A research team from bioMérieux reports the development of a new method that, they say, could cut hours off the time it takes to diagnose blood infections while also eliminating the need for complicated manual processing and expensive equipment. The scientists reported their study (“Rapid Intrinsic Fluorescence Method for Direct Identification of Pathogens in Blood Cultures”) in mBio®.

The technique combines a selective lysis step in which blood cells in the sample are destroyed, a centrifugation step to collect any bacteria or fungi in the sample, and a fluorescence step that analyzes the particular fingerprint of any pathogens present in the sample. Tests show the method correctly identifies the species of bacteria or fungi in 96.5% of positive blood culture samples, crucial information for doctors to provide the appropriate drugs for their patients.

“A total of 1,121 monomicrobial-positive broth samples from 751 strains were analyzed to build a database representing 37 of the most commonly encountered species in bloodstream infections or present as contaminants. A multistage algorithm correctly classified 99.6% of unknown samples to the Gram level, 99.3% to the family level, and 96.5% to the species level,” wrote the investigators. “There were no incorrect results given at the Gram or family classification levels, while 0.8% of results were discordant at the species level. In 8/9 incorrect species results, the misidentified isolate was assigned to a species of the same genus. This unique combination of selective lysis, density centrifugation, and IFS can rapidly identify the most common microbial species present in positive blood cultures. Faster identification of the etiologic agent may benefit the clinical management of sepsis.”

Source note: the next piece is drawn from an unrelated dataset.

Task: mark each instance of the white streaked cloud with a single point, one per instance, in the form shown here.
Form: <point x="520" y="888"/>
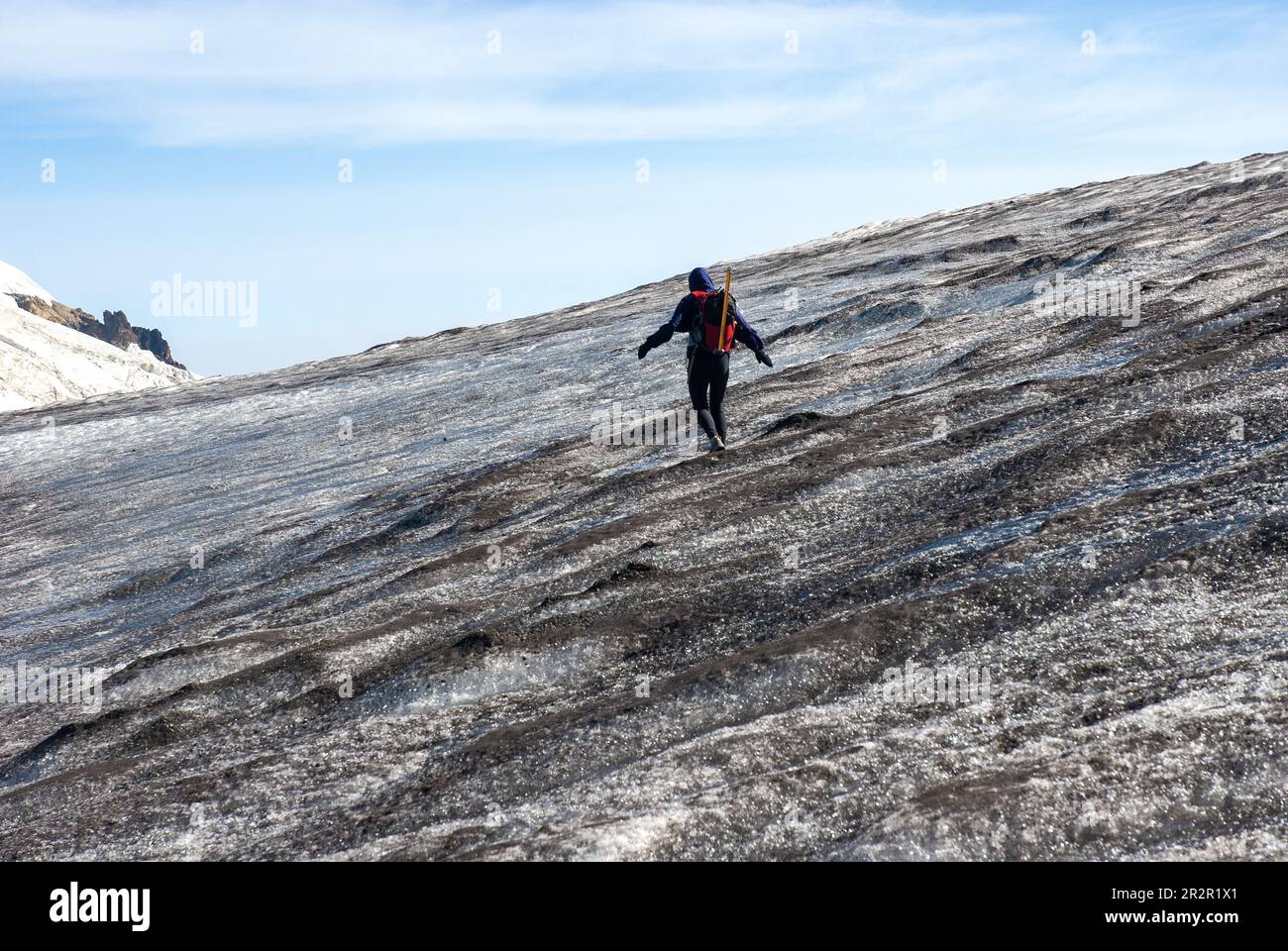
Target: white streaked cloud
<point x="377" y="72"/>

“The primary benefit of getting a rapid identification is making sure the patient is on the right [antibiotic] therapy and to quickly make any needed adjustments to the initial therapy,” says co-author John Walsh of bioMérieux.

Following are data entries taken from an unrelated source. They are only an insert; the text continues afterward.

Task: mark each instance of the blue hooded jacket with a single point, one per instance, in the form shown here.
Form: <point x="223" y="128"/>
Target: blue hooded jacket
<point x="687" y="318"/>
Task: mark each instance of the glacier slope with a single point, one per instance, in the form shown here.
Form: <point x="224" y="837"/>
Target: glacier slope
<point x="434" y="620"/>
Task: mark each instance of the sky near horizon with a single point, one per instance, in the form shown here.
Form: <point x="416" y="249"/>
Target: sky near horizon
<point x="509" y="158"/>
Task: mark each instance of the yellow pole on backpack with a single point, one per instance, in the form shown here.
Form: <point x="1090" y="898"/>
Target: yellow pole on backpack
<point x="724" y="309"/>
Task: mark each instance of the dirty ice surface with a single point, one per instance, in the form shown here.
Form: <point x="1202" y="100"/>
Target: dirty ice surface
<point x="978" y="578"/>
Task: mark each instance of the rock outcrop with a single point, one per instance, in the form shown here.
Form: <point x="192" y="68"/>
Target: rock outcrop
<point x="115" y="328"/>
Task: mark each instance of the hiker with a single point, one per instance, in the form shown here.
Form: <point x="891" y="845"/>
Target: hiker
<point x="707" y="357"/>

Walsh says the current standard approach to diagnosing bloodstream infections, Gram staining and overnight sub-culture followed by phenotypic ID tests, have limitations that can prevent timely treatment. Gram staining provides early, low-level information about the type of microorganism present, but it sometimes takes hours to deliver a result, and technicians can make mistakes in the process that provide misleading results. Other more specific identification methods are also available for diagnosis, but they can take at least a day or two to produce results and many require expensive equipment.